What to make of Indian society? As I travel from city to city, each with its own charm and issues, there are certain phenomena I find common to all the places I see. It’s amazing that even though I know many people who’d been to India and related their experiences to me, there are things I wasn’t expecting. For example, the way women dress. In Bangalore women were quite varied in how they dressed. Some were in traditional Indian clothes and others were in various western styles – from simple jeans and tops to more trendy designer clothes to the more sort of experimental, almost hippie type stuff. I didn’t bat an eye at the way women were dressed in Bangalore, and assumed it would be the same everywhere in India. But when I left the city and got to Mysore I was immediately struck by the fact that all the women were either in saris or those long cotton or silk dresses with matching pants and scarves. I thought well, maybe Mysore is just one of those conservative cities. I was wrong. In every city I’ve been since leaving Bangalore women were dressed traditionally. This was slightly less so in Cochin. I had imagined India to be a country that was rapidly modernizing and that implied people – a certain percentage, surely - would break from tradition. I mean, everywhere else in the world, including China and Malaysia, the way people dress is essentially not much different to what we see in the west. And let’s not forget, I know many Indians around the world – in South Africa, in England, and in the US, and nobody dresses traditionally – not even the older generations! So, yes, it definitely came as a surprise to me to find women of all ages in conservative Indian clothes. The women always look elegant, adorned with jewelry, and wear their long hair in neat hairstyles. They look quite exotic. It is wonderful to visit a country and find uniqueness. Who wants the whole world to be dressed the same way?
But Indian women are not outgoing and independent. In fact professional women who have to leave their parent's home for work live in government establishments called "Working women's Hostels." These exist in all major cities I've been in. Young, working single people do not live on their own.
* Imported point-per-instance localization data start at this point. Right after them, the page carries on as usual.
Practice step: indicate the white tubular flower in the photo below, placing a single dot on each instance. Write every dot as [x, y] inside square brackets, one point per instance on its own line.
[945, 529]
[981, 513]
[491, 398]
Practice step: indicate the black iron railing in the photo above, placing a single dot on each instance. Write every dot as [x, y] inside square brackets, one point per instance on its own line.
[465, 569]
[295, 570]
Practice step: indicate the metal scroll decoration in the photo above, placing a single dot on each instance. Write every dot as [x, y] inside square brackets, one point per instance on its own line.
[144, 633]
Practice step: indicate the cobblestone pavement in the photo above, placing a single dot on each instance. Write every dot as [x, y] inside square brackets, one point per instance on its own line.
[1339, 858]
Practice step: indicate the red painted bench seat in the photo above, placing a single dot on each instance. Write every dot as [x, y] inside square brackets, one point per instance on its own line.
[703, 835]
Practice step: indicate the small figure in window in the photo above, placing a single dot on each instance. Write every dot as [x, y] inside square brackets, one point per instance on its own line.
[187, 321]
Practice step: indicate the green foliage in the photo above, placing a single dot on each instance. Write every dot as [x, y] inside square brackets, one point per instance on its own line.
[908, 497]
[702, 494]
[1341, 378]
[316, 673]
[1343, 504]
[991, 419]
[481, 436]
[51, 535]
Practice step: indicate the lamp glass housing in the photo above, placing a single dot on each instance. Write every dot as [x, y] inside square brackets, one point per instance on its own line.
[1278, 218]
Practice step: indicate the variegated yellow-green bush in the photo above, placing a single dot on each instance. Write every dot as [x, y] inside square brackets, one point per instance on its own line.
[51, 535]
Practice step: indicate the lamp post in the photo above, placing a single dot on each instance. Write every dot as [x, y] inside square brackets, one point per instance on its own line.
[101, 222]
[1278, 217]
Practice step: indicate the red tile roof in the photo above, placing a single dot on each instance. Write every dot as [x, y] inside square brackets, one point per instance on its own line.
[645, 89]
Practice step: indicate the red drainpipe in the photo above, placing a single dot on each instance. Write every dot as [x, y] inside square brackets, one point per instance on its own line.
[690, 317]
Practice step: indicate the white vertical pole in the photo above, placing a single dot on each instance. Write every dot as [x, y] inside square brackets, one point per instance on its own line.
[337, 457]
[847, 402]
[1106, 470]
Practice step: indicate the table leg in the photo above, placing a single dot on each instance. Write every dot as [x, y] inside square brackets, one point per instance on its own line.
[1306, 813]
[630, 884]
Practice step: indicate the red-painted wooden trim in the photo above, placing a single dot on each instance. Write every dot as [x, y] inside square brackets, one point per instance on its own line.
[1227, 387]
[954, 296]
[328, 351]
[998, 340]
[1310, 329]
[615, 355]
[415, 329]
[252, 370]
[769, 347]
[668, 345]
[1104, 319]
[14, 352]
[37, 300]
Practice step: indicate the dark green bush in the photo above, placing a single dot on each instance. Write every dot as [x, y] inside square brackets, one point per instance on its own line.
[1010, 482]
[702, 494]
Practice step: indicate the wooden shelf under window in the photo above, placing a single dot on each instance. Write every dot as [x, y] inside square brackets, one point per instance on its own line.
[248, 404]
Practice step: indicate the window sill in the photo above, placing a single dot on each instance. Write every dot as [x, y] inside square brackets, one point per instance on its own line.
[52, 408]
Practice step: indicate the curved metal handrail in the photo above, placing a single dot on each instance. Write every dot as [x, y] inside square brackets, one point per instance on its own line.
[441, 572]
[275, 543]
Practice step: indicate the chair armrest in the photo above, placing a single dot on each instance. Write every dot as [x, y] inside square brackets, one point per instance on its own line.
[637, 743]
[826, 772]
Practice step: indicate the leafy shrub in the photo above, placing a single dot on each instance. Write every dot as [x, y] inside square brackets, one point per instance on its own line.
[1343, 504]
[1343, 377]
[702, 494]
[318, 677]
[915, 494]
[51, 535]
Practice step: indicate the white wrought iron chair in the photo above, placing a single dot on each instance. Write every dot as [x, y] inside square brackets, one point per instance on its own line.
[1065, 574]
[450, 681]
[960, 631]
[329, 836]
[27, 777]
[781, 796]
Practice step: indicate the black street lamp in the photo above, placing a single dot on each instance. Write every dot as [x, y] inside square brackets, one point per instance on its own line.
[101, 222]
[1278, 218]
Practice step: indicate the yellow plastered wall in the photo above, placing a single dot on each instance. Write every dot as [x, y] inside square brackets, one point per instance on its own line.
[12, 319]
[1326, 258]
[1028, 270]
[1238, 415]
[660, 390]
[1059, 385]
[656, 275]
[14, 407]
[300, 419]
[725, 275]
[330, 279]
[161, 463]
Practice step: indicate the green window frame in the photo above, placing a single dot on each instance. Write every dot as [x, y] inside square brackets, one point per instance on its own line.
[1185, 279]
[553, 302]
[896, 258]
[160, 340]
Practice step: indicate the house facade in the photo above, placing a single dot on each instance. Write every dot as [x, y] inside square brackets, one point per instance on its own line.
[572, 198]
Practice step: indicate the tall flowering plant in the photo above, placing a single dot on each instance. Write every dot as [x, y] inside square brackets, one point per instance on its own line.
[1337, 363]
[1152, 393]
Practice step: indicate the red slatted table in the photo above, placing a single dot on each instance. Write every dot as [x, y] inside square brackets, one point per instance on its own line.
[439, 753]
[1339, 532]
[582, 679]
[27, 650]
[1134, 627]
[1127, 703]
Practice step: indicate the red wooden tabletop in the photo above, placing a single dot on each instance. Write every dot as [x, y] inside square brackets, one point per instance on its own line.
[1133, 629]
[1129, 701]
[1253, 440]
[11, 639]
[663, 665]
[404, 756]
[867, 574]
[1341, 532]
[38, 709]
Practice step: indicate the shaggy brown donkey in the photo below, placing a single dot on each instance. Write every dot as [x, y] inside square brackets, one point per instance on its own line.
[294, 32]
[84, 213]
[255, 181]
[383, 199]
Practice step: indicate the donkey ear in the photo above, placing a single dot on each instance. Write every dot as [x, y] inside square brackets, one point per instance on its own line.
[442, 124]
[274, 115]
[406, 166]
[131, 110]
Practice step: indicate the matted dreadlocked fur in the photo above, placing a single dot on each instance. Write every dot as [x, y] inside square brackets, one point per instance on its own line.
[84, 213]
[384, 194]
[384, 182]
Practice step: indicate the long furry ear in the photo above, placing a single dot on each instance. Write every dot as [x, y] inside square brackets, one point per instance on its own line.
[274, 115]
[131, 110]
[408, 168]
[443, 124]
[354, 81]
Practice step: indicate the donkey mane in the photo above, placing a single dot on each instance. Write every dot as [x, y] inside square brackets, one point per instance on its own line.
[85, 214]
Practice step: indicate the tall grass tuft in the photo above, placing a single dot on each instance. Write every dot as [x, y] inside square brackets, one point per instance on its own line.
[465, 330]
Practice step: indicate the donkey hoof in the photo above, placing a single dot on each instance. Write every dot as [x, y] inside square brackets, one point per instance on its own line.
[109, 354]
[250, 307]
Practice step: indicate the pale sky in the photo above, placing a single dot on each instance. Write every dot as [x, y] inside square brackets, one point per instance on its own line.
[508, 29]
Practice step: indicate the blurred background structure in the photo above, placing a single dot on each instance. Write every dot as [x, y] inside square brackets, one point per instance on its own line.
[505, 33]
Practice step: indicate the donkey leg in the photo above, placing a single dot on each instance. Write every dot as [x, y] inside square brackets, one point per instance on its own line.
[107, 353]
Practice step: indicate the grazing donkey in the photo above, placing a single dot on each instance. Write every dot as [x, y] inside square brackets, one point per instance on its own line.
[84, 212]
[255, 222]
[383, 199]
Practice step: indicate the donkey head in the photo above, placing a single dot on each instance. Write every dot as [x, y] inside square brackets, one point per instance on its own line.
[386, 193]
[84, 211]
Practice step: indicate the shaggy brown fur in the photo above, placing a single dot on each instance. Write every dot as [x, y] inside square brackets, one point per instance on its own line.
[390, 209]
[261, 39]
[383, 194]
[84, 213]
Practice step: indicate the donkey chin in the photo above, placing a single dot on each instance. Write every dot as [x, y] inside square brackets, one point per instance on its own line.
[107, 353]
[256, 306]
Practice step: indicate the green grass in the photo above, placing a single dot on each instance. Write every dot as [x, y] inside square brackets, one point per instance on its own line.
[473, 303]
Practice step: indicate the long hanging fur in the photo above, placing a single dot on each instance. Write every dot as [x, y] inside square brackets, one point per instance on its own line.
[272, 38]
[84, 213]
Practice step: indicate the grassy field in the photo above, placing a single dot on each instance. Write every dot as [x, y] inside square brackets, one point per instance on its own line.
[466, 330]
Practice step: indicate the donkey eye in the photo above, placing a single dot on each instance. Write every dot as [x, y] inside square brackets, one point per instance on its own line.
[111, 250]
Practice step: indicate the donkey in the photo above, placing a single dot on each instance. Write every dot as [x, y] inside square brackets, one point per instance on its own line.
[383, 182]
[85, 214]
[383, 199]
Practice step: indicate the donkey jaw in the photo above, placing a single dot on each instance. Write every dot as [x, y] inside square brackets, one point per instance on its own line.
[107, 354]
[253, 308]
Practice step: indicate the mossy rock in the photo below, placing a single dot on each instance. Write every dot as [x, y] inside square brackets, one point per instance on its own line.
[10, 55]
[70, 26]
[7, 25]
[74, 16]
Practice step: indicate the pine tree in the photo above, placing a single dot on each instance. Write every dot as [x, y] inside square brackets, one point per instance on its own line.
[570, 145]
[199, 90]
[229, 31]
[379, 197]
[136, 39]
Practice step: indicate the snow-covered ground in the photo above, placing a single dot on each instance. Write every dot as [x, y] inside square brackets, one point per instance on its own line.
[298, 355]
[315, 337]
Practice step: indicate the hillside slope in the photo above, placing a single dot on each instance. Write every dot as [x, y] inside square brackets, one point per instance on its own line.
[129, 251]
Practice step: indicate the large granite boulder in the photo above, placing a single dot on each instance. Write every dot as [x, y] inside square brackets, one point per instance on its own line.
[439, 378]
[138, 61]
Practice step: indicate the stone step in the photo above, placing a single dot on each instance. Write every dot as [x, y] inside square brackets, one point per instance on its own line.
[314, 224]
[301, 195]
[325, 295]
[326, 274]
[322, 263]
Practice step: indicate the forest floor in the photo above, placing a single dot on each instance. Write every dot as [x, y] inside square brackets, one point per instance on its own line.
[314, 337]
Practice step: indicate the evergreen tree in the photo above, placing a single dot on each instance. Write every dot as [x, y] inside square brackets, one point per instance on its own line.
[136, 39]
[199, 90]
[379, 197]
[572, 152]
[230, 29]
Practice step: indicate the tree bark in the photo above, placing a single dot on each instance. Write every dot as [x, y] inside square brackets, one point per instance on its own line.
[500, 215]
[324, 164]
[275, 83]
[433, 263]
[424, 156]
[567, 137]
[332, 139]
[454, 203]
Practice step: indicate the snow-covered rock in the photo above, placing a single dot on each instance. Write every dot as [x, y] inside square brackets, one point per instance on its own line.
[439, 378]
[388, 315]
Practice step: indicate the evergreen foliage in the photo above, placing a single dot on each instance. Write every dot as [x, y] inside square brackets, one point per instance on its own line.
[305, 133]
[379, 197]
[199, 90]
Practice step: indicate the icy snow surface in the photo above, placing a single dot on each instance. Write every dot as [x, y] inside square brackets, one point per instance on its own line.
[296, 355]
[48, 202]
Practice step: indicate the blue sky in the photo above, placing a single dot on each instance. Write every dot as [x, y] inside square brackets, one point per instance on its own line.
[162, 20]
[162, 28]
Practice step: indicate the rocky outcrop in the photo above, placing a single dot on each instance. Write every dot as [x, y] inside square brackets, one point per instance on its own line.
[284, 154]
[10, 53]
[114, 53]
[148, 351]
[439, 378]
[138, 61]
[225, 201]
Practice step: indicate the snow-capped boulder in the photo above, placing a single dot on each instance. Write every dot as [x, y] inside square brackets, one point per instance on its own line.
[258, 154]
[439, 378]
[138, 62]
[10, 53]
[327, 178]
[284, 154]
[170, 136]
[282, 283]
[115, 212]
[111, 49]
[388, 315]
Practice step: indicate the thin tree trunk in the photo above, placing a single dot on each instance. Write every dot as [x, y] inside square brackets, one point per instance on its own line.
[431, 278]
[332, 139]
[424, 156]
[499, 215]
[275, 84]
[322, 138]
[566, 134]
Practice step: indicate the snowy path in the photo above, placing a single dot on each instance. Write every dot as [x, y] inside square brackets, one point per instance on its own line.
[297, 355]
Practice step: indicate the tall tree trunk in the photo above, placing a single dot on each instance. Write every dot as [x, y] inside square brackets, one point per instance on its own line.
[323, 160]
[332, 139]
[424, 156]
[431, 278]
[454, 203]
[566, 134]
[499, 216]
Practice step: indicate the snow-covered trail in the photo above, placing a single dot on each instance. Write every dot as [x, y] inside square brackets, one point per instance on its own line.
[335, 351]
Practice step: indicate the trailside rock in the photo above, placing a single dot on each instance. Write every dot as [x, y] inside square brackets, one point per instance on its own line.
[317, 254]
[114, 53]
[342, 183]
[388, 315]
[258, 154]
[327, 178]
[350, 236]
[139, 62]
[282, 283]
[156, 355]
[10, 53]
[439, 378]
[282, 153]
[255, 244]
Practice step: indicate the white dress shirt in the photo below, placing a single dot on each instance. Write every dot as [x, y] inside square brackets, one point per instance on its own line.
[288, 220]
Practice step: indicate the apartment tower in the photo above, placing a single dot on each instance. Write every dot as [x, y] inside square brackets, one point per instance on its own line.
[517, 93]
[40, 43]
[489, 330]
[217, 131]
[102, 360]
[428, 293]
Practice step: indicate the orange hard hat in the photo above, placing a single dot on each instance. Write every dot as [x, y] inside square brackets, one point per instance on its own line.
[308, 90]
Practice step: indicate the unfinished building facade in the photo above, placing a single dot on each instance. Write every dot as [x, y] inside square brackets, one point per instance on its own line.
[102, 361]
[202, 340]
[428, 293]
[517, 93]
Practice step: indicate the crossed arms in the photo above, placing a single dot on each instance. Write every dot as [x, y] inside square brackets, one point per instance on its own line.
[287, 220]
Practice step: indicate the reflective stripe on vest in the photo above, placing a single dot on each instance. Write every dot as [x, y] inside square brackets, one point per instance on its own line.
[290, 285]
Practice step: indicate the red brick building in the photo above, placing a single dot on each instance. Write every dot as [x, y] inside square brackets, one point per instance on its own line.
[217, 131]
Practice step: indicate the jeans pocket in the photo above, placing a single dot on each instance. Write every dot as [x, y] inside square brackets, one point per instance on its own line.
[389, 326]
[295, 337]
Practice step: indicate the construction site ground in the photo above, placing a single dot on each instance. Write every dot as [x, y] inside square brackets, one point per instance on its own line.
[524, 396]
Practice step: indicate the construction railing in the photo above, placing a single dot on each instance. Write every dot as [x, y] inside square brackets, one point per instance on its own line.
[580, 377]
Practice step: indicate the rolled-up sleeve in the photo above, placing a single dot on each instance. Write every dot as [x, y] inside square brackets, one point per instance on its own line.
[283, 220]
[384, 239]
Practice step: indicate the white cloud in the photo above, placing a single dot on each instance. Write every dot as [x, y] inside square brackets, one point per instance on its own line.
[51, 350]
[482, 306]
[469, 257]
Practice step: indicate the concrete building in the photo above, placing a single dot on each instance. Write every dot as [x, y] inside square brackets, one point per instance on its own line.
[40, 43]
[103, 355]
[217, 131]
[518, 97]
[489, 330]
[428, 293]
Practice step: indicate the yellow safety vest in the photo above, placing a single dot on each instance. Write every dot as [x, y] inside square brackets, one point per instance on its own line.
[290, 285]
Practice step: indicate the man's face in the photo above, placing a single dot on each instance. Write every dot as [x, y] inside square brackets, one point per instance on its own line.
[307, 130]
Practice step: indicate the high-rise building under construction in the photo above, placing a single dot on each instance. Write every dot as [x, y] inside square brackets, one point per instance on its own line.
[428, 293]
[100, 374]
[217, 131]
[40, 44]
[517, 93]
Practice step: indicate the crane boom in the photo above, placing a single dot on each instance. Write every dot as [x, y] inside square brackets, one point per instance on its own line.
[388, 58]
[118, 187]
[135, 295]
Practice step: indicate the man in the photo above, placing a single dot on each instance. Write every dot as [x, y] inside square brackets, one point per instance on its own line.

In South India, a significant percentage of men wear dhotis. In Cochin most of the men were in western clothes, but as soon as you get out of the city and into the smaller towns and villages, men are in dhotis.

Here, in Varkala, I walked out on the beach away from the resort section and found a beach crowded with locals (it was Sunday late afternoon). Believe it or not, the women were all in their regular clothes! Some were in the water with their saris or pants rolled up! I couldn’t believe it. Actually, here’s something strange. Along the cliff promenade where all the shops are, you would expect to find stores with stuff beachgoers would need, like swim suits and sarongs. Now I’m in need of a new swimsuit and I haven’t been able to find any store in Varkala that sells swimsuits!

Well, I now have two more weeks in India. I'm almost at the bottom of India and tomorrow I'll leave Kerala and head to India's land's end - Kanyakumari. There I will begin my tour of the temples of Tamil Nadu.

1 comment:

Unknown said...

You bring our some interesting points about how conservative India is and this leads me to a thought I have been having for quite some time now. With India modernizing the way it is, will it go though a sexual revolution much like the western world did. And is a sexual revolution required for a country to truly be considered a "modern" country? Thoughts?